Barkat’s work has been exhibited in Israel, Italy, Taiwan, Japan and the United States. among other places. The Rome-based Nomas Foundation, an arts and research institute that examines contemporary art within the public sphere, is providing curatorial backing for “Earth Poetica.” Raffaella Frascarelli, president and scientific director of the foundation, will run workshops with the artist while the work, which the foundation also calls the Biosphere Project, is being exhibited.

Frascarelli and Barkat first met in 2018 when Barkat was exhibiting a previous project, “After the Tribes,” in Rome.

n a telephone interview, Frascarelli described Barkat as humble and shy, yet driven by a powerful artistic language and inner desire to have a part in changing the world.

“From the individual point of view, the work is a physical process, almost a performance that has been going on for three years now,” Frascarelli said of “Earth Poetica,” a work she refers to in the female form because, she said, it is “profoundly feminine and regenerative.”

At a collective level, Frascarelli said, “Earth Poetica” could also be considered a kind of self-portrait of humanity encapsulating “the individual and collective material and spiritual challenges we are facing.”

Frascarelli noted that “Earth Poetica” bears a resemblance to the Renaissance rose windows often found in cathedrals, which lends the work an air of sacredness.

Before arriving at its permanent home in New York, about a year from now, “Earth Poetica” will be installed in the Israel Aquarium in Jerusalem for at least six months starting in early February.
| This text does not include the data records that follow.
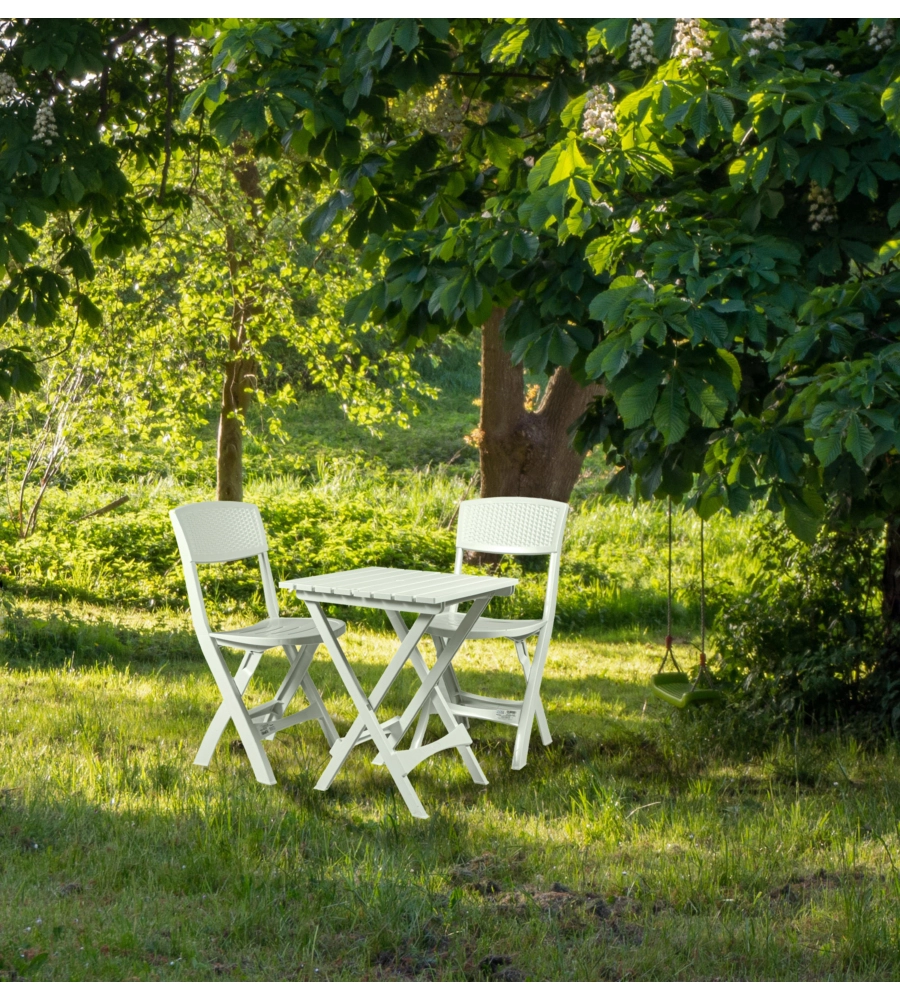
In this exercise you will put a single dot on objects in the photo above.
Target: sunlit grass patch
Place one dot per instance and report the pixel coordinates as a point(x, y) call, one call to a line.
point(636, 846)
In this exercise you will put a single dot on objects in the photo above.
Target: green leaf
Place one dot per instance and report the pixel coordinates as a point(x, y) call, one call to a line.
point(894, 214)
point(320, 219)
point(407, 36)
point(890, 102)
point(733, 366)
point(89, 312)
point(859, 439)
point(670, 415)
point(827, 448)
point(380, 35)
point(800, 513)
point(637, 402)
point(724, 110)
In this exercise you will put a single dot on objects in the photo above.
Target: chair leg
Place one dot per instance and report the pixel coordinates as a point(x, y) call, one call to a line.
point(543, 728)
point(530, 702)
point(299, 677)
point(235, 707)
point(222, 716)
point(419, 735)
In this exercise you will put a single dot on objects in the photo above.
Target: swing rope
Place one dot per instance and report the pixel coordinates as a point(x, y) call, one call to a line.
point(685, 691)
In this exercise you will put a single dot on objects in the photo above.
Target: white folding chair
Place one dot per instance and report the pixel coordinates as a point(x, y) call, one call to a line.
point(222, 531)
point(513, 526)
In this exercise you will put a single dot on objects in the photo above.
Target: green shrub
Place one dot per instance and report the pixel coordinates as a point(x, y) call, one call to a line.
point(806, 632)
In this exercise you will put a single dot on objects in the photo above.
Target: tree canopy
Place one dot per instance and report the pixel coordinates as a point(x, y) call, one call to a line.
point(702, 214)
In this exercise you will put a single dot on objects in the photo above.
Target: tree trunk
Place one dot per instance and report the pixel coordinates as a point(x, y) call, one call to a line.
point(526, 453)
point(890, 581)
point(240, 379)
point(240, 370)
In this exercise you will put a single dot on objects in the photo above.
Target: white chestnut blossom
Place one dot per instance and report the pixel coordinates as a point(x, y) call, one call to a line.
point(640, 46)
point(765, 33)
point(599, 114)
point(437, 111)
point(881, 36)
point(691, 41)
point(7, 87)
point(822, 207)
point(45, 125)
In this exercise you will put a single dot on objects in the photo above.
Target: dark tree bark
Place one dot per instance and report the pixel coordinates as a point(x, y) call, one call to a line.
point(239, 382)
point(526, 453)
point(240, 370)
point(890, 581)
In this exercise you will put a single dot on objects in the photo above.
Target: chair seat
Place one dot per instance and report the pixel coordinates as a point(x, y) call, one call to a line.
point(487, 628)
point(271, 632)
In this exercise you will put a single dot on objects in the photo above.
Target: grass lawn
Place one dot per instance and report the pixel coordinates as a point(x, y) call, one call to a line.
point(642, 844)
point(632, 848)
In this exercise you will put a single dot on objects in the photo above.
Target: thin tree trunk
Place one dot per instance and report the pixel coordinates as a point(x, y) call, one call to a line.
point(526, 453)
point(240, 379)
point(240, 371)
point(890, 581)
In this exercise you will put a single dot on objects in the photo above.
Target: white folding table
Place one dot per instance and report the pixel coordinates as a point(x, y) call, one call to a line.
point(426, 595)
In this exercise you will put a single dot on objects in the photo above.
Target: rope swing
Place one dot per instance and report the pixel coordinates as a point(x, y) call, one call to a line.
point(674, 685)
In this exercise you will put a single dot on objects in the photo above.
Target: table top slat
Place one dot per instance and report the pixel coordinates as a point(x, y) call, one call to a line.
point(421, 588)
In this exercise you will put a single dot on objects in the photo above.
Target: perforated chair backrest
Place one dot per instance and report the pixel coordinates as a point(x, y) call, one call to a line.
point(516, 526)
point(220, 531)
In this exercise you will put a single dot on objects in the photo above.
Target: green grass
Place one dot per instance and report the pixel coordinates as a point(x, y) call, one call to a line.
point(632, 848)
point(642, 844)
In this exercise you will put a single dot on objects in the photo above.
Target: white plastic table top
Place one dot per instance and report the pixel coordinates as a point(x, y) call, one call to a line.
point(394, 590)
point(398, 589)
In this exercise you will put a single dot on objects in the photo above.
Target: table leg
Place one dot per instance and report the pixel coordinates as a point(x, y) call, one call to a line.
point(366, 716)
point(451, 647)
point(439, 702)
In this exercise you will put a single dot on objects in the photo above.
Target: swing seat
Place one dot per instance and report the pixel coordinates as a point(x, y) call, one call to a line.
point(678, 690)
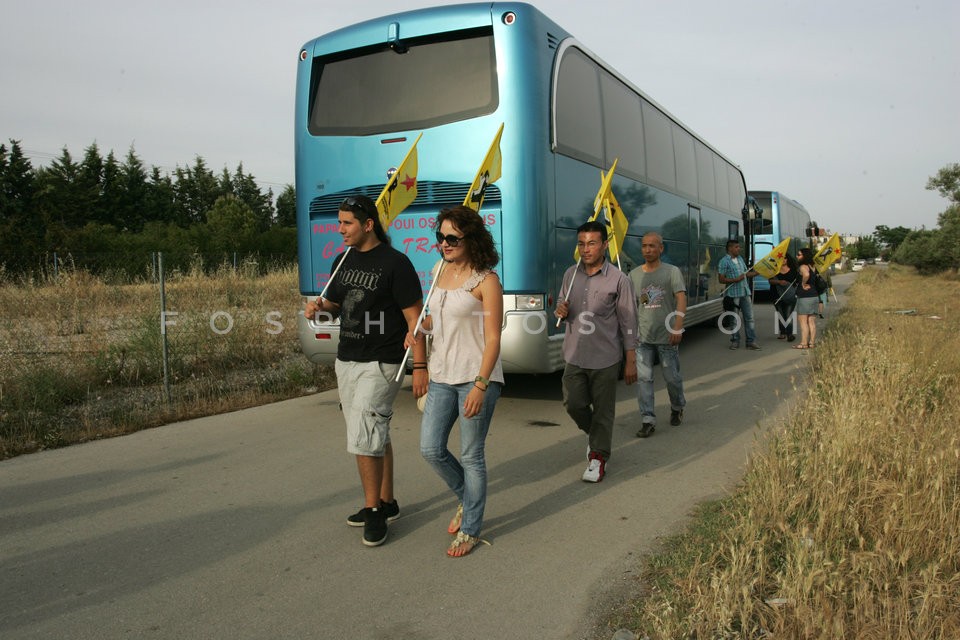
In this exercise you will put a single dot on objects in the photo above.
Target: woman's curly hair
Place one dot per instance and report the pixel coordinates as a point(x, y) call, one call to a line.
point(477, 238)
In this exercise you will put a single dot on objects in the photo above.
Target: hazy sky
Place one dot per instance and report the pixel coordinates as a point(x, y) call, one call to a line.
point(845, 106)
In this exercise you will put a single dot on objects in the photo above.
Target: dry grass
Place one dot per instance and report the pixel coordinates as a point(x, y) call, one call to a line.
point(82, 359)
point(847, 524)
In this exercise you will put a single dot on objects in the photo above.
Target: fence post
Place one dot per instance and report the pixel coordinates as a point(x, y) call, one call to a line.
point(163, 328)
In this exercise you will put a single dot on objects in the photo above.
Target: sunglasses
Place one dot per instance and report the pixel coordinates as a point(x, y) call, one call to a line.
point(349, 203)
point(451, 240)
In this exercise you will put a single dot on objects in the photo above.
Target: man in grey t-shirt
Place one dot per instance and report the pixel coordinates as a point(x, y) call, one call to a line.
point(661, 306)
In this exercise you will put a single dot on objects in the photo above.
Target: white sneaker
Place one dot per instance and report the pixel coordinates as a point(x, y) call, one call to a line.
point(595, 469)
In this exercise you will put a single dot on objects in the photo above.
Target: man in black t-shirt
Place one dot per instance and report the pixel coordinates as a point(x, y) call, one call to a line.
point(376, 293)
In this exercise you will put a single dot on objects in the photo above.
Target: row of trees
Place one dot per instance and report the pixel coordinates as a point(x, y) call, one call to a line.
point(935, 250)
point(929, 250)
point(102, 211)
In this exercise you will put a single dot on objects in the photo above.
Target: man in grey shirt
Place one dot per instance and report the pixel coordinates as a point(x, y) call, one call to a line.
point(601, 317)
point(661, 305)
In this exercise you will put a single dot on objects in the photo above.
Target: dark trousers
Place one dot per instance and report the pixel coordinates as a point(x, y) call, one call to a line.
point(590, 398)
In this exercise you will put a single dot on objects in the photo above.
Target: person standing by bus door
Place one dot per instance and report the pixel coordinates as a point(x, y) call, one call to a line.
point(661, 306)
point(601, 322)
point(733, 272)
point(377, 295)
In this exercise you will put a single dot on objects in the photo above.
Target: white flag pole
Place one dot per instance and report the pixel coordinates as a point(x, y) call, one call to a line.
point(566, 298)
point(423, 313)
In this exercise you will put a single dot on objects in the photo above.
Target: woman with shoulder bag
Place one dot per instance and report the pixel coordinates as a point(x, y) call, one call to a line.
point(809, 304)
point(784, 286)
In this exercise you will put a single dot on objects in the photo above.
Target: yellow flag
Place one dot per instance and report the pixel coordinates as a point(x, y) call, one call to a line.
point(602, 196)
point(401, 188)
point(828, 254)
point(488, 174)
point(769, 265)
point(617, 224)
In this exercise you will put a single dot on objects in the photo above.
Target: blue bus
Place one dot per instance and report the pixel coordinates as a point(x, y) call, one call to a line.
point(454, 74)
point(774, 218)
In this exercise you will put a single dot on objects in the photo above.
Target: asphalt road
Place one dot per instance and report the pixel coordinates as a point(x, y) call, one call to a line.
point(233, 526)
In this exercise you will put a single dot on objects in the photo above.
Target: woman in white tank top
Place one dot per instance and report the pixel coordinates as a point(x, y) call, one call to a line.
point(466, 377)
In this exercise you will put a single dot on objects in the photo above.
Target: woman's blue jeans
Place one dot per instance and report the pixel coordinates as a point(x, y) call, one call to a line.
point(466, 477)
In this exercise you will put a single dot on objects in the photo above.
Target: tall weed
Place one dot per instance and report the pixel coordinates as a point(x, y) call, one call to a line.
point(81, 357)
point(847, 523)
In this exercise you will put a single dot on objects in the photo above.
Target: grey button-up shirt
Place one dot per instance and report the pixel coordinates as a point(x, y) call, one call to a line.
point(602, 320)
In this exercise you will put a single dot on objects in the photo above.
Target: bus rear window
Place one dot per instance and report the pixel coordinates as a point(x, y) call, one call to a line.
point(377, 90)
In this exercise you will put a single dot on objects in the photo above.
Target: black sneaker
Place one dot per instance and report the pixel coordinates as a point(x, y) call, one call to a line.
point(391, 509)
point(374, 527)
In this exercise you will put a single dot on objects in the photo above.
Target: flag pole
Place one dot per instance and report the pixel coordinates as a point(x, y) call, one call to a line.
point(566, 298)
point(423, 313)
point(334, 274)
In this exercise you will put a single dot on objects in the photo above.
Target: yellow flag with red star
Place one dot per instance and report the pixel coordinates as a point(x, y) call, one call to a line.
point(828, 253)
point(599, 203)
point(769, 265)
point(401, 188)
point(488, 174)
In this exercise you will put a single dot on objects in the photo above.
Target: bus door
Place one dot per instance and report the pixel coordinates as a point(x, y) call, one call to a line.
point(699, 259)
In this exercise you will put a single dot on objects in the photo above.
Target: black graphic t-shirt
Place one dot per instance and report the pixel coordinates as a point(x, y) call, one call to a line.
point(372, 288)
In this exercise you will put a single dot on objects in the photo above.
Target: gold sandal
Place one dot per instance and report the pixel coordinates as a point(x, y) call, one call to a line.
point(454, 525)
point(463, 544)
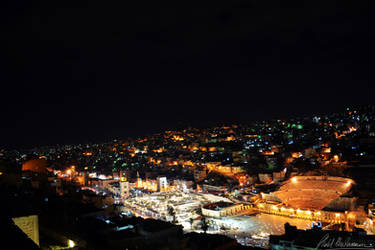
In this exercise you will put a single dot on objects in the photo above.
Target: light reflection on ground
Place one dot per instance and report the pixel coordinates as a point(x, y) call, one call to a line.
point(254, 230)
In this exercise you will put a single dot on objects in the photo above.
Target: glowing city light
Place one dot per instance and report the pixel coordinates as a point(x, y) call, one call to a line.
point(71, 243)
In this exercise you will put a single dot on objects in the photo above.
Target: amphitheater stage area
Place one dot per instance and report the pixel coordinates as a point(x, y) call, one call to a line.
point(312, 192)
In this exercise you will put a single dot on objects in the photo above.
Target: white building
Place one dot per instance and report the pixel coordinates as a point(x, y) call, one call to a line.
point(162, 183)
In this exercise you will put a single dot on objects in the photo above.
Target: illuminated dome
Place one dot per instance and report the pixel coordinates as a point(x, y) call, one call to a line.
point(312, 192)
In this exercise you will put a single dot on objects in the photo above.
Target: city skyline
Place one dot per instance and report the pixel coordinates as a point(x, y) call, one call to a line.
point(71, 75)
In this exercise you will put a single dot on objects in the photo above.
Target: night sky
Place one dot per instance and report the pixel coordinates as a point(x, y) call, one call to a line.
point(80, 71)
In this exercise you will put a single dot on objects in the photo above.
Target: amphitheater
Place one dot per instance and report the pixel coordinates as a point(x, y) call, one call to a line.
point(312, 192)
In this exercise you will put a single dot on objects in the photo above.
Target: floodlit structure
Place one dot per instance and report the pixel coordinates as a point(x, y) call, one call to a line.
point(314, 192)
point(124, 188)
point(222, 209)
point(162, 183)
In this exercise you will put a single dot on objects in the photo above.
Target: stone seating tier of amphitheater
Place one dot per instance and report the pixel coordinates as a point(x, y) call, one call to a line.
point(312, 192)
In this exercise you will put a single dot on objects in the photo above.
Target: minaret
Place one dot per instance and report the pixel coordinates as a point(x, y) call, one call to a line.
point(139, 181)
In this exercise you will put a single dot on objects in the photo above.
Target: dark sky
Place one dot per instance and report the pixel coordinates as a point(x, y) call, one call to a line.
point(79, 71)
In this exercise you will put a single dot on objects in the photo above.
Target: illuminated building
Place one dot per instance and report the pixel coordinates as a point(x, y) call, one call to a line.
point(162, 184)
point(124, 188)
point(222, 209)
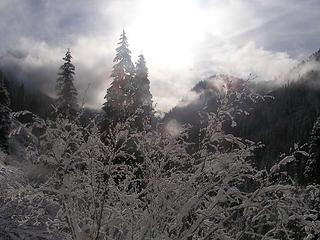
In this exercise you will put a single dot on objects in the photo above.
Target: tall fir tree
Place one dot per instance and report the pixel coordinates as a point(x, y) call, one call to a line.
point(312, 171)
point(21, 98)
point(4, 114)
point(118, 94)
point(67, 104)
point(142, 97)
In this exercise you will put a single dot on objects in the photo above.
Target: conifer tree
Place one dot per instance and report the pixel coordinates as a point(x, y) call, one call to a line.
point(21, 98)
point(142, 98)
point(4, 115)
point(118, 94)
point(313, 164)
point(67, 93)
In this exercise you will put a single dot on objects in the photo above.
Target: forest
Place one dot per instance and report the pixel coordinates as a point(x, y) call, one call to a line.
point(241, 161)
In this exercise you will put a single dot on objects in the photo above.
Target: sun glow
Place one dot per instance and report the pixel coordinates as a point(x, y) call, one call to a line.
point(166, 31)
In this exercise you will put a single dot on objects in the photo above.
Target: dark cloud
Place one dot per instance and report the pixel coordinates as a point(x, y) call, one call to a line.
point(242, 36)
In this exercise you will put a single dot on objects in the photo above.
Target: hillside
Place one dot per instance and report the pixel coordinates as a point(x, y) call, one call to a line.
point(277, 122)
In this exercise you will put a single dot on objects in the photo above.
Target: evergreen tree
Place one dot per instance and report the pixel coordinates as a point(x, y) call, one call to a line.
point(312, 171)
point(142, 98)
point(4, 115)
point(21, 98)
point(118, 94)
point(67, 94)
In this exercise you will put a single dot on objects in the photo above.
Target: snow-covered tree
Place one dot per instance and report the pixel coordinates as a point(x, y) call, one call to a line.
point(313, 164)
point(66, 104)
point(118, 97)
point(4, 114)
point(141, 95)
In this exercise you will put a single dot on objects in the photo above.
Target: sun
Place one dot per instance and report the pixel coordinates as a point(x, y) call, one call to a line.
point(166, 31)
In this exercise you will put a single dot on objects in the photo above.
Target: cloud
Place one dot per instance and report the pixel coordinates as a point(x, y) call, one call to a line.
point(235, 36)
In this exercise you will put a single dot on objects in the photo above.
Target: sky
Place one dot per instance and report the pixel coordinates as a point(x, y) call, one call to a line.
point(184, 41)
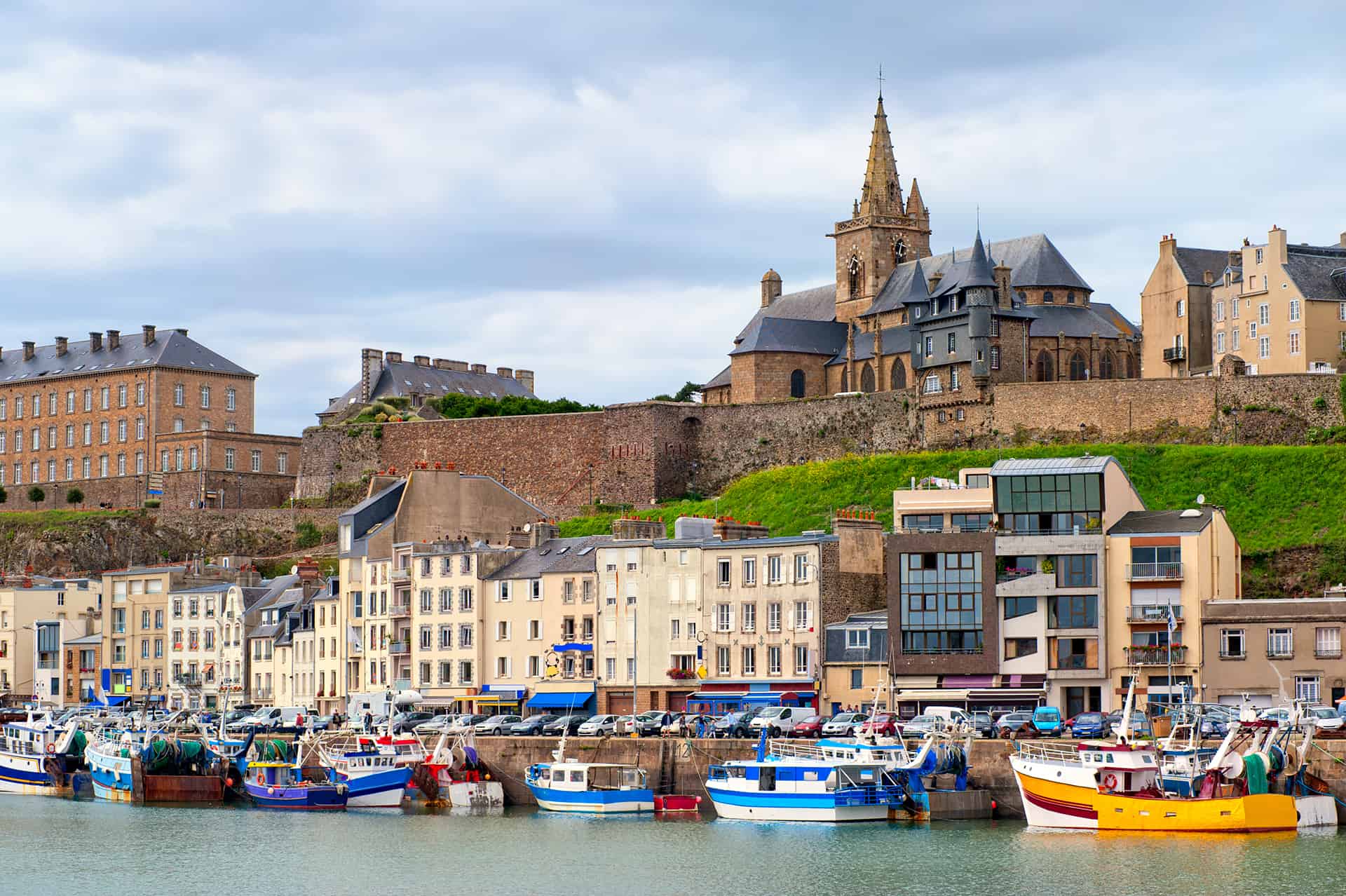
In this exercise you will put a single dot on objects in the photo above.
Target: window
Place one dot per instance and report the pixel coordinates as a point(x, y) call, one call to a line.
point(1280, 644)
point(1328, 644)
point(1073, 611)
Dedicated to the conservation of Israel’s marine habitats, the Aquarium is building an educational program for children around the artwork. There are also plans for the installation to tour.

Once the artwork is installed, it will be possible for visitors to climb up and see it from above, peek inside or sit and contemplate it. Barkat’s hope is to break down the barriers between people and nature in a way that will change perceptions and perhaps habits.

With today’s information overload, she said, the brain easily forgets. “If you see something that physically moves you, that’s what your body remembers,” she said, describing the power of art. “You need to experience it physically.”